We're a rather dangerous industry," Donald Berwick, president of the Institute for Healthcare Improvement, told physicians while accepting the Presidential Citation award from the American Medical Association last week for his patient-safety and quality-improvement efforts. "Smart industries build dikes around human frailty."
The institute's 100K Lives campaign is meant to do just that, taking on six key causes of patient morbidity and mortality, such as central-line infections and ventilator-associated pneumonia.
While the 18-month campaign focuses on hospital interventions shown to prevent patient deaths from adverse events, organizers hope it will yield a "reusable national infrastructure" for healthcare improvement-a network of change-minded individuals, Berwick said.

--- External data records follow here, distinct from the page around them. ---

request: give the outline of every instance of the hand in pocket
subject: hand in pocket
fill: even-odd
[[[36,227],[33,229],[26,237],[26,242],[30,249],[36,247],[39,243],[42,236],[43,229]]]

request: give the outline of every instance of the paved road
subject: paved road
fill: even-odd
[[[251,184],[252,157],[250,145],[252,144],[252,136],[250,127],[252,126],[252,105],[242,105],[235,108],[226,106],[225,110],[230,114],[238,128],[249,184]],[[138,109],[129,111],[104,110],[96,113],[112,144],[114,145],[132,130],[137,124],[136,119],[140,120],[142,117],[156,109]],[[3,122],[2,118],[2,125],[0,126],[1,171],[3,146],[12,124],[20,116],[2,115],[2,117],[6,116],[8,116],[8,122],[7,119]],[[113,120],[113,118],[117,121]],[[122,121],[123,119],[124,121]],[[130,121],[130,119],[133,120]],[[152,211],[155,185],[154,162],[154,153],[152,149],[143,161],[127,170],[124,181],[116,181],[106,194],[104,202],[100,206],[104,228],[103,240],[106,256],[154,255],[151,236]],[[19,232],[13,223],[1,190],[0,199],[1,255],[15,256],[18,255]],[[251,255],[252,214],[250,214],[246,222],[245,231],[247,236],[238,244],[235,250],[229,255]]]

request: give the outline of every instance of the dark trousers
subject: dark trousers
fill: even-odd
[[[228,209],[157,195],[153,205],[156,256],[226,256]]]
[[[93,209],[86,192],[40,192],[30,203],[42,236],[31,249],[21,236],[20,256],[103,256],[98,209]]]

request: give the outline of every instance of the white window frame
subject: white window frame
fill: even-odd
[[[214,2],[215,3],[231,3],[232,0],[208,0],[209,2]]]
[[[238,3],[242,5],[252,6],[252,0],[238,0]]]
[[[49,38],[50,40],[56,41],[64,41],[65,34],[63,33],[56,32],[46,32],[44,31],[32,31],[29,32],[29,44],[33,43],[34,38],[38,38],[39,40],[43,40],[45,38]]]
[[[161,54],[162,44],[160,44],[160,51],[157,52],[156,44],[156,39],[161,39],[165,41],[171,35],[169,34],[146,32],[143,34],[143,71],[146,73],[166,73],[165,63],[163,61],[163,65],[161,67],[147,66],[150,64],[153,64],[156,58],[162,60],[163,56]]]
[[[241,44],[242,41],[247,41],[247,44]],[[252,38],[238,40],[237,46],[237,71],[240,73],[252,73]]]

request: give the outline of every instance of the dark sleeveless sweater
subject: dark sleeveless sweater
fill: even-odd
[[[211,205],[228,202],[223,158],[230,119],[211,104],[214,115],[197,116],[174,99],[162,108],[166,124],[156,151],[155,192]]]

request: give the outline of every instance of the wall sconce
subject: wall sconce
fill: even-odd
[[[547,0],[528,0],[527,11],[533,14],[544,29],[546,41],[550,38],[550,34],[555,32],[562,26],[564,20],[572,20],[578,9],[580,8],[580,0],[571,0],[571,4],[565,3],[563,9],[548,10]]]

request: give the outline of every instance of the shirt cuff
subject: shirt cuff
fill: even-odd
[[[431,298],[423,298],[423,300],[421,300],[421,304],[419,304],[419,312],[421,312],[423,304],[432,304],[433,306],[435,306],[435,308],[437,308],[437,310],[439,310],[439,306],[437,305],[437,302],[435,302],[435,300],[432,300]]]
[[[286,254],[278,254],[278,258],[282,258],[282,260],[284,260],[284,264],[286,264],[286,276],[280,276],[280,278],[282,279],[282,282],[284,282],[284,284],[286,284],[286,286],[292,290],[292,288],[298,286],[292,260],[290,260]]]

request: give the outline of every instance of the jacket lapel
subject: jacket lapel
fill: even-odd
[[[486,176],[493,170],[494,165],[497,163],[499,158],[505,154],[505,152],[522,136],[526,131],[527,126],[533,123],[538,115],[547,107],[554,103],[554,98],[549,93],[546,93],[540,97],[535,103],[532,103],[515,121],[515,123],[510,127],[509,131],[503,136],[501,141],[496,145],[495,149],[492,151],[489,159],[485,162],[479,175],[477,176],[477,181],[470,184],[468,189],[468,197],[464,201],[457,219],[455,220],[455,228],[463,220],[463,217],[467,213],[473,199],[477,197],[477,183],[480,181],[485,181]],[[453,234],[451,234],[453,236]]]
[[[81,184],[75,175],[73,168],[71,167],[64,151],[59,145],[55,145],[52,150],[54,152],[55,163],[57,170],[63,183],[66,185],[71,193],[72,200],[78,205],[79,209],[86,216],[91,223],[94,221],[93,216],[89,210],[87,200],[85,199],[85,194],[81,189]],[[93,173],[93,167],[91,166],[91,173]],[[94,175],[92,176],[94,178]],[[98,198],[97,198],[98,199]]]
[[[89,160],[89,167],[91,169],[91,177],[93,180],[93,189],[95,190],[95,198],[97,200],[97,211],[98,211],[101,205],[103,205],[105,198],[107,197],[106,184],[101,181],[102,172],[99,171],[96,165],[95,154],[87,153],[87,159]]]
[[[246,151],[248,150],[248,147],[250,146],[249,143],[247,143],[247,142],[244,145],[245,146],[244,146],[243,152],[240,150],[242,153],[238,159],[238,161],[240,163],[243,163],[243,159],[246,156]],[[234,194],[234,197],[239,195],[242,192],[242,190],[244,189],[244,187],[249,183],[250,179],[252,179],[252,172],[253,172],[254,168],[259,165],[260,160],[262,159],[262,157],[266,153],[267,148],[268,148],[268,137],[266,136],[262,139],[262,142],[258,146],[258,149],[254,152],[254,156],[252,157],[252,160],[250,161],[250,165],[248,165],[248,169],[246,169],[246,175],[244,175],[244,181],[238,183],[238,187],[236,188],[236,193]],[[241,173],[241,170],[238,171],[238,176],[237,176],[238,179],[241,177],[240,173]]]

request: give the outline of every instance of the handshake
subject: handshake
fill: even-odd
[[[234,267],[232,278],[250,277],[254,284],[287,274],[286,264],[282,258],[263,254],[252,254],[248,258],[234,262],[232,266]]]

That could lay the foundation for a campaign targeted at safer care in outpatient settings, he said.
Anesthesiologist Carol Rose, of Pittsburgh, said physicians might be more supportive of patient-safety efforts if the language used were less antagonistic. For example, errors are often said to "kill" patients. Berwick said audience members should use whatever language works best in motivating local efforts.
On the hospital level, the 6-month old campaign is beginning to pay off, Berwick said, citing Baptist Memorial Hospital-DeSoto in Southaven, Miss., where the rate of ventilator-associated pneumonia has dropped 46% in the past year.
Berwick said early support from AMA President John Nelson had been "catalytic" to the campaign's success.